In general, lobectomy is the preferred operation for small cell lung cancers treated with surgery.
With any of these operations, nearby lymph nodes are also removed to look for possible spread of the cancer.
You will generally need to spend about a week in the hospital after the surgery.
Video-assisted thoracic surgery: Some doctors now treat some early stage lung cancers near the outside of the lung with a procedure called video-assisted thoracic surgery (VATS), which is less invasive than a thoracotomy.
During this operation, a thin, hollow tube with a tiny video camera on the end is placed through a small hole in the side of the chest to help the surgeon see the chest cavity on a TV monitor. One or two other small holes are created in the skin, and long instruments passed though these holes are used to cut away the tumor. One of the incisions may need to be enlarged to remove the lung specimen. Usually, only small incisions are needed, so there is a little less pain after the surgery and a shorter hospital stay, usually around 4 to 5 days.
Most experts recommend that only tumors smaller than 3 to 4 centimeters (about 1 ½ inches) near the outside of the lung be removed this way. The cure rate after this surgery seems to be the same as with older techniques. But it is important that the surgeon be experienced with this procedure since it requires a great deal of technical skill.
Possible risks and side effects of lung surgery
Possible complications during and soon after surgery depend on the extent of the surgery and a person's health beforehand. Serious complications can include excessive bleeding, wound infections, and pneumonia. While it is rare, in some cases people may not survive the surgery, which is why it is very important that surgeons select patients carefully.

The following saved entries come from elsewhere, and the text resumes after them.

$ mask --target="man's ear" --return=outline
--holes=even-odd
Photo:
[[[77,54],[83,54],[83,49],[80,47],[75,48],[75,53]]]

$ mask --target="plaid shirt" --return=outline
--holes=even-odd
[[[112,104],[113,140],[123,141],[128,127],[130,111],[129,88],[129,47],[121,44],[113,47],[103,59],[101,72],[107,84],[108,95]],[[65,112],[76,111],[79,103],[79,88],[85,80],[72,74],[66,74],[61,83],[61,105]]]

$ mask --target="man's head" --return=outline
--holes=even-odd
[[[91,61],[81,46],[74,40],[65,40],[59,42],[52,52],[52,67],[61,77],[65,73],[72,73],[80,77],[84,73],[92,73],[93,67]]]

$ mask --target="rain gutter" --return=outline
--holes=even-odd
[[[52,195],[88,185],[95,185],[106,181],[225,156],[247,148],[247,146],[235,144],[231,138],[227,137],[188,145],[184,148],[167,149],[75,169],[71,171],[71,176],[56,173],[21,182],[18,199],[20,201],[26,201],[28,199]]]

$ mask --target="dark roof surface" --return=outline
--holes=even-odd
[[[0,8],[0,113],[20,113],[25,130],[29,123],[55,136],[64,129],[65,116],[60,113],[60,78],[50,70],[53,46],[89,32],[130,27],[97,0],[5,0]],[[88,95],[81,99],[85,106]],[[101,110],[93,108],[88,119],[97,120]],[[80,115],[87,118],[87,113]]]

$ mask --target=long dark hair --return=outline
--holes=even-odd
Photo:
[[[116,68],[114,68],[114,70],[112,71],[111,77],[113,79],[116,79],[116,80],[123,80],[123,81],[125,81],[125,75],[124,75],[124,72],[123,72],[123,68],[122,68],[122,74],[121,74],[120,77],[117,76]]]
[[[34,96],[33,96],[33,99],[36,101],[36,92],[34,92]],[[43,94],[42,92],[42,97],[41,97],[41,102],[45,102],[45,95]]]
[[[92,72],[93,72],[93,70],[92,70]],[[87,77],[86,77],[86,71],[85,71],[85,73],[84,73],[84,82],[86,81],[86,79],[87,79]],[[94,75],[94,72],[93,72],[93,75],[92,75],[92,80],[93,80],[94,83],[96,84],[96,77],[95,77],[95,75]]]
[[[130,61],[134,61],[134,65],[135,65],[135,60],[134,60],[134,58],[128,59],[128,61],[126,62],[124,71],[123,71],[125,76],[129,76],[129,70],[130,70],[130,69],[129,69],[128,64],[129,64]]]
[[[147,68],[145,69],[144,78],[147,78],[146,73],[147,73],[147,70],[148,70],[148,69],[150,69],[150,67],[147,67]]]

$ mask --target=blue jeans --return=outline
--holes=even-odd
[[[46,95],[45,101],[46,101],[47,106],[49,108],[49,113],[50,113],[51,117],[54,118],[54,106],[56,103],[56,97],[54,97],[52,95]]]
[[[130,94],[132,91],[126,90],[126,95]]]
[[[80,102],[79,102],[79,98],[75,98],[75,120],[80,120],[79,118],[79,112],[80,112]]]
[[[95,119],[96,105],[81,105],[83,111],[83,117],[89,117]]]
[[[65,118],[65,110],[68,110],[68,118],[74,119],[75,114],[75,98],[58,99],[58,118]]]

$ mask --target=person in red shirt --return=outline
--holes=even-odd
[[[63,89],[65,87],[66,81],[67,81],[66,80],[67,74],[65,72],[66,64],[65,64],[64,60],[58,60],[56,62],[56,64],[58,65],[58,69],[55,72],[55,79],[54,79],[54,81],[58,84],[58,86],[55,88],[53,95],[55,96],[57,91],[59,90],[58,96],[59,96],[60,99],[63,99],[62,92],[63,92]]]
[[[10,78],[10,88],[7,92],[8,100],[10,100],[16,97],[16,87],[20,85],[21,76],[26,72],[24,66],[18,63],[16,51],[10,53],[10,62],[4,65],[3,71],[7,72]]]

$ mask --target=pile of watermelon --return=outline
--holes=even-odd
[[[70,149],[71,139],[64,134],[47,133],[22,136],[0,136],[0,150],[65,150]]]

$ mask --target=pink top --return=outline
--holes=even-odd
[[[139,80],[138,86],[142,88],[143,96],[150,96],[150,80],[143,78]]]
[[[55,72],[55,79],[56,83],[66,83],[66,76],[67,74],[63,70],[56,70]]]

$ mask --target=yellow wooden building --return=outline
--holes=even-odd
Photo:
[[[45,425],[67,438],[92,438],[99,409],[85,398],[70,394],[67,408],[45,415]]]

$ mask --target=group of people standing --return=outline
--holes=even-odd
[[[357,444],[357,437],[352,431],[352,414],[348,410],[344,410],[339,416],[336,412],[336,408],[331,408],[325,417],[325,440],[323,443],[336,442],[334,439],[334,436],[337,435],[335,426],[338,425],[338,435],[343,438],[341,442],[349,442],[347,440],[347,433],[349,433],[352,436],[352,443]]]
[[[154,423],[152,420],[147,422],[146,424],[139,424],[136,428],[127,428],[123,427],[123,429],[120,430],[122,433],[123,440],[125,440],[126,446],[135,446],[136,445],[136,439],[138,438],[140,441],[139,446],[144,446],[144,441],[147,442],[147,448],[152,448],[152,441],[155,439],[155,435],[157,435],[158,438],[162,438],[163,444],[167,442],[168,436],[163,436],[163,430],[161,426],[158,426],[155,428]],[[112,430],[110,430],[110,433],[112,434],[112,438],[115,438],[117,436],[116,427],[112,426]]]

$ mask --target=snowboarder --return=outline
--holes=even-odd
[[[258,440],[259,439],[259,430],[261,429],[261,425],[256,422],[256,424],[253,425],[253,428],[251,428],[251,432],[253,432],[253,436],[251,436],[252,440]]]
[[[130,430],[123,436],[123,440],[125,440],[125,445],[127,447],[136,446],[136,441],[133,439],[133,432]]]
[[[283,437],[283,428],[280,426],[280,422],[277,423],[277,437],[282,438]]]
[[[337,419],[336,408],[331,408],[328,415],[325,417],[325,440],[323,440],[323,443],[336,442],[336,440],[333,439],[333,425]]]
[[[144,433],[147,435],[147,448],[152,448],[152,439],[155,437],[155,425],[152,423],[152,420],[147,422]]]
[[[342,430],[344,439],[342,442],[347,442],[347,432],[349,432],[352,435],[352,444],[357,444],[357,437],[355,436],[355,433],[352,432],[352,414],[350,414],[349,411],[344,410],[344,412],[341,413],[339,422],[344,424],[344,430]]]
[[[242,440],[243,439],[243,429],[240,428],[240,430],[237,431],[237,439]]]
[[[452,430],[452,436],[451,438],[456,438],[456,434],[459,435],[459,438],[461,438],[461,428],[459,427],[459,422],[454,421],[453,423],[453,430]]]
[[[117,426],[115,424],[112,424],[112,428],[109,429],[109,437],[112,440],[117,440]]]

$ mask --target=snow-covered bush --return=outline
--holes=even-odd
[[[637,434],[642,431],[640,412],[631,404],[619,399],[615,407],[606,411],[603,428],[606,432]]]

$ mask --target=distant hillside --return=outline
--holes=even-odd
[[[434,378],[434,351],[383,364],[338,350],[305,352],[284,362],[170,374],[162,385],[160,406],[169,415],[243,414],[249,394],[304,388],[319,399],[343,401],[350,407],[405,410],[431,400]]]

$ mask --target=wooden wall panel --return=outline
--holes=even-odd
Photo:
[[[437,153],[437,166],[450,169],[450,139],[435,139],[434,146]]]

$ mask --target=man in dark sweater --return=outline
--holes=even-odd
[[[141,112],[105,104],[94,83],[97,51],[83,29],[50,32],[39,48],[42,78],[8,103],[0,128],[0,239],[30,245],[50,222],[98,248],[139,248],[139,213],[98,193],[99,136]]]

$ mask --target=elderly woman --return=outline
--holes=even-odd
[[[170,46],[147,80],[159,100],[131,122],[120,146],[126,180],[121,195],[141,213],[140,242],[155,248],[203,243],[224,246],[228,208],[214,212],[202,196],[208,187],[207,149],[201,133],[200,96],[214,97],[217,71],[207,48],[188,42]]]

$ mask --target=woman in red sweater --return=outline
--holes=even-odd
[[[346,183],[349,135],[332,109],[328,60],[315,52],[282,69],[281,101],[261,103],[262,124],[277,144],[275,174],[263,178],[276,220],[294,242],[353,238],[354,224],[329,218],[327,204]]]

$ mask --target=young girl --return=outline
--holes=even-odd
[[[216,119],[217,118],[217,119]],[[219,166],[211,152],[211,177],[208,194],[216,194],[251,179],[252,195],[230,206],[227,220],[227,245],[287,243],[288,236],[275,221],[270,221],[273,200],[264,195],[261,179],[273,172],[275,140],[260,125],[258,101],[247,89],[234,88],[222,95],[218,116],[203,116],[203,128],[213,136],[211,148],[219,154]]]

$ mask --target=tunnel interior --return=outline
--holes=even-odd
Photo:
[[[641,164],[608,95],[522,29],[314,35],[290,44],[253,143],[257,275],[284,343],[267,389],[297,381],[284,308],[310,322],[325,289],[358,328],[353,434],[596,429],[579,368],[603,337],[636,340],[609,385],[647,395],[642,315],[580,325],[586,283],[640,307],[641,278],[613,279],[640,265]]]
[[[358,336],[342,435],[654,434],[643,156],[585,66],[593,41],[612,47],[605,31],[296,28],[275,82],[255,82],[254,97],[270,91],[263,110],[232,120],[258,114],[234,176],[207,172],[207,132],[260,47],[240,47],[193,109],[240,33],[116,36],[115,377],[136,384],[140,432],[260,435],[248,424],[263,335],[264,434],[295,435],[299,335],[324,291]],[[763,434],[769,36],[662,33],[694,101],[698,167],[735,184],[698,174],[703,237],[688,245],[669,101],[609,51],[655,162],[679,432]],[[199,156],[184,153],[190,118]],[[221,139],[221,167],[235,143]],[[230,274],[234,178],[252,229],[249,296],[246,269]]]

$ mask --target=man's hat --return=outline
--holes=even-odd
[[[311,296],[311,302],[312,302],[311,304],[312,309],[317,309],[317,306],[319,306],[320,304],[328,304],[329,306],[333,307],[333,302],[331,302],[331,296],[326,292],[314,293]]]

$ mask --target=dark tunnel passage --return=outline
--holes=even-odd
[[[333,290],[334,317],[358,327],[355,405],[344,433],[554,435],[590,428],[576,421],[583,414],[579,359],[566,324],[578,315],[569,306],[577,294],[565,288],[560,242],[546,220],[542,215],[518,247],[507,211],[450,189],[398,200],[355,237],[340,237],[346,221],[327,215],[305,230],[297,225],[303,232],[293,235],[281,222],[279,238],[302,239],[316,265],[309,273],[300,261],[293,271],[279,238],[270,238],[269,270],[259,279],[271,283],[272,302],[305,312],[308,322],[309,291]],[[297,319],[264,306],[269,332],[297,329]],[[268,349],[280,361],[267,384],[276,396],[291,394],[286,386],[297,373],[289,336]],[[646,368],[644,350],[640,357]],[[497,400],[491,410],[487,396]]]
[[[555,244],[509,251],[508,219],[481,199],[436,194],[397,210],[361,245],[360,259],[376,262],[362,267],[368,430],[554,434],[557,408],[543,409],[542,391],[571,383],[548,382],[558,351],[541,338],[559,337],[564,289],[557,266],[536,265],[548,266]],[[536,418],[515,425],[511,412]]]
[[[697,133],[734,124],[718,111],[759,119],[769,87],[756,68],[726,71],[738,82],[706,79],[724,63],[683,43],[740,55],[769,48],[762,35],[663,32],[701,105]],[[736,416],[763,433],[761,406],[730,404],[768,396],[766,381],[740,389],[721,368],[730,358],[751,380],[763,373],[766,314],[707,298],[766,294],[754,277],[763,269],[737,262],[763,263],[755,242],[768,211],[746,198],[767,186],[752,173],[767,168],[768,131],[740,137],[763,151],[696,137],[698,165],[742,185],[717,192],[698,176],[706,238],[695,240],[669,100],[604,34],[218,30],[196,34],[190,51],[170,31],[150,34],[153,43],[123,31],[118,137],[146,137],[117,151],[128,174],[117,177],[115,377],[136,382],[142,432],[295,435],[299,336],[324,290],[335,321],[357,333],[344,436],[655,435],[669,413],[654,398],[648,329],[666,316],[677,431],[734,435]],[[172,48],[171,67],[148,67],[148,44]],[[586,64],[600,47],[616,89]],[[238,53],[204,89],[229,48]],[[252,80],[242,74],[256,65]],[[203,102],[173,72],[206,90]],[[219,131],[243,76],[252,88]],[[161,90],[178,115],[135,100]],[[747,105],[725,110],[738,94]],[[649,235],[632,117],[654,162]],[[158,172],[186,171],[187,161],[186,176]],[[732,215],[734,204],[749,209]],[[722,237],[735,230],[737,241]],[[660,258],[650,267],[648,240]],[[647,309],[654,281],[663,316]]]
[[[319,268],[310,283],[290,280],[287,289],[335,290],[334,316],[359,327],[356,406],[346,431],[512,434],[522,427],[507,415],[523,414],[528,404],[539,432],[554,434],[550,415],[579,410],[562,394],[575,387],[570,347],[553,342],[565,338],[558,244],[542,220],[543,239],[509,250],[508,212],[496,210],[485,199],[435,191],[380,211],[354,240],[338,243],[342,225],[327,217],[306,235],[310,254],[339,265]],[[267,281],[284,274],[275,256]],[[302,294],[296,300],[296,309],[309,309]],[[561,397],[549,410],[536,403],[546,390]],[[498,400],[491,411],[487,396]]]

Surgery for lung cancer is a major operation, and recovering from the operation typically takes weeks to months. The surgeon must spread ribs to get to the lung when doing a thoracotomy, so the incision will hurt for some time after surgery. Your activity will be limited for at least a month.
If your lungs are in good condition (other than the presence of the cancer) you can usually return to normal activities after some time if a lobe or even an entire lung has been removed. If you also have non-cancerous lung diseases such as emphysema or chronic bronchitis (which are common among heavy smokers), you may become short of breath with activities after surgery.
Surgery and other techniques to relieve symptoms of SCLC
In some cases, surgery (or other localized techniques) may be used to help treat the symptoms of the cancer (as opposed to trying to remove all of the cancer). For example, tumors can sometimes grow into airways, blocking them and causing problems such as pneumonia or shortness of breath. Treatments such as laser surgery can be used to relieve the blockage in the airway. This is done using a special type of laser on the end of a bronchoscope to destroy the tumor cells. A bronchoscope may also be used to place a metal or silicone tube (called a stent) in the airway after treatment to help keep it open. Other techniques like radiation therapy (described in the "Radiation therapy for small-cell lung cancer" section) may also be used.
Sometimes fluid can build up in the chest cavity outside of the lungs. It can press on the lungs and cause trouble breathing. To remove the fluid and keep it from coming back, doctors sometimes perform a procedure called pleurodesis. A small cut is made in the skin of chest wall, and a hollow tube is placed into the chest to remove the fluid. Either talc or a drug such as doxycycline or a chemotherapy drug is then instilled into the chest cavity. This causes the linings of the lung (visceral pleura) and chest wall (parietal pleural) to stick together, sealing the space and limiting further fluid buildup. The tube is generally left in for a couple of days to drain any new fluid that might accumulate.